Film Dukun Magang: Horor Komedi Seru Dibintangi Fajar Nugra dan Dodit Mulyanto

Dens Vision Multimedia resmi memperkenalkan film terbaru berjudul Dukun Magang yang mengusung genre horor komedi. Film ini menghadirkan komika ternama seperti Fajar Nugra, Mo Sidik, serta penampilan spesial dari Dodit Mulyanto, Mang Osa, dan Norma Cinta.
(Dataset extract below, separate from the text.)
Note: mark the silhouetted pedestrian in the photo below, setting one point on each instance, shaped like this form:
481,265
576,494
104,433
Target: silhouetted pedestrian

Film yang disutradarai oleh Chiska Doppert ini bercerita tentang Raka (Jefan Nathanio), seorang mahasiswa rasional yang hanya fokus pada kelulusan skripsi. Namun, keadaan memaksanya untuk kembali ke Desa Kalimati bersama Sekar (Hana Saraswati), seorang mahasiswi cerdas yang merupakan pewaris tradisi keluarga.

Masalah besar muncul ketika Kuntilanak Hitam yang terkurung selama 12 tahun tiba-tiba bebas ke dunia manusia akibat kesalahan Raka. Untuk memperbaiki keadaan, Raka harus magang pada dukun legendaris Mbah Djambrong (Adi Sudirja). Proses magang ini penuh dengan pelajaran unik seperti topo patigeni dan berburu tali pocong perawan yang menghadirkan suasana lucu sekaligus menegangkan.

Ide cerita Dukun Magang berasal dari kegelisahan Ki Semar RBS yang melihat banyak anak muda memutus hubungan dengan tradisi karena merasa sudah modern. “Lewat benturan Raka dan Mbah Djambrong, saya ingin menunjukkan bahwa akal sehat dan ilmu warisan sebenarnya bisa saling berdialog, bukan saling meniadakan,” ujarnya.

Dalam film ini, horor menjadi fondasi utama yang dibaurkan dengan unsur komedi lewat karakter Boiman dan Fajar. Sutradara menyatakan bahwa komedi muncul sebagai reaksi manusiawi para tokoh di saat situasi menegangkan, bukan sekadar lelucon verbal.

Konsep visual dalam film juga menjadi perhatian dengan gambaran dua dunia yang berbeda. Dunia kampus ditampilkan terang dan modern, sedangkan Desa Kalimati digambarkan remang dengan kepulan dupa dan warna-warna tanah. Komposisi gambar kampus dibuat simetris dan rapi, sementara dunia dukun tampil organik dan berantakan, menonjolkan benturan cara berpikir kedua dunia tersebut.

Jefan Nathanio selaku pemeran Raka mengaku tantangan terbesar adalah memerankan karakter yang skeptis terhadap hal supranatural. Ia melakukan riset dengan mencari pengalaman dari orang-orang yang percaya fenomena gaib agar bisa memerankan dari sudut pandang yang berbeda.

“Sejujurnya aku tipikal orang yang tidak percaya hal yang nggak realistis, tapi ketika memerankan Raka, aku harus menggali dari pandangan yang berbeda. Aku tanya teman-teman yang pernah mengalami hal itu untuk memahami berbagai reaksi manusia,” katanya.

Dukun Magang menjadi sajian unik yang memadukan horor dengan komedi secara seimbang. Lewat narasi dan visual yang khas, film ini menggambarkan dialog antara modernitas dan tradisi dengan cara yang menghibur namun menghormati budaya.

Film ini juga menjadi salah satu upaya memperkenalkan kembali nilai-nilai tradisi kepada generasi muda melalui media populer. Kehadiran para komika dan konsep cerita yang segar membuat Dukun Magang layak dinantikan penayangannya di bioskop.

Dengan perpaduan genre yang matang dan dakapan cerita yang kuat, film ini berpotensi menjadi tontonan favorit bagi penikmat horor dan komedi Indonesia. Penggemar film juga dapat melihat bagaimana Kekuatan tradisi dan logika modern dapat berjalan berdampingan secara harmonis dalam sebuah karya seni.